Y'know this kind of work is much much different than say for example the decorated cake and cookie world where it's made for pin point accuracy and freshness--it's used within hours of delivery in most cases.

In what you're proposing, you have to package for some shelf life. You have to decide who eats the cost on the stuff that doesn't sell. If you sell outright to the retail location they will be motivated to sell your stuff in less than desirable condition so they make their money back on the investment.

If you have to eat the cost of non-sales you cut into your profit.

You loose control so you have to make up the difference with volume.

Ain't easy. Not trying to talk you out of it but it gets complicated.


Yes, you're right about shelf life, etc. This is exactly why I joined the forum - to get my juices flowing thinking outside of my own head. Aside from having your own storefront, how else do you all sell your goods and to whom?
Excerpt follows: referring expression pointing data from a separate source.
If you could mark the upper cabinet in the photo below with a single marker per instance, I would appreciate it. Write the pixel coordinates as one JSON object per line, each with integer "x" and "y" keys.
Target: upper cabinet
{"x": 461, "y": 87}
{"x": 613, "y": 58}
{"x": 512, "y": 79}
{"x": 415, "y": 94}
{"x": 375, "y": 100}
-K8memphis Posted 14 Sep 2009 , 6:57pm
post #22 of 23

I guess the majority of people here (who sell stuff) sell by order. The customer calls and you bake it to order.

Some people on here sell at farmer's markets--but there you have control.

I don't know too many wholesalers on this site, not that there aren't any but I don't know any.

cakeymom Posted 14 Sep 2009 , 7:25pm
post #23 of 23

If I were opening a business I would go based on what I had been doing to get me to where I would even want to open a business and that which was getting the best reviews.

1. Does it taste good to my taste testers/clients???
2. Does it look good, by that I mean appetizing or do I get comments that
it's too pretty to eat???
3. Am I obtaining consistent results???
4. Is it priced correctly for the product being made???

I think those are your biggest concerns. I bake from scratch but my decorating skills, to me, are not what I would like them to be so I'm working on that issue. So, no scratch does not mean better, it's just a preference.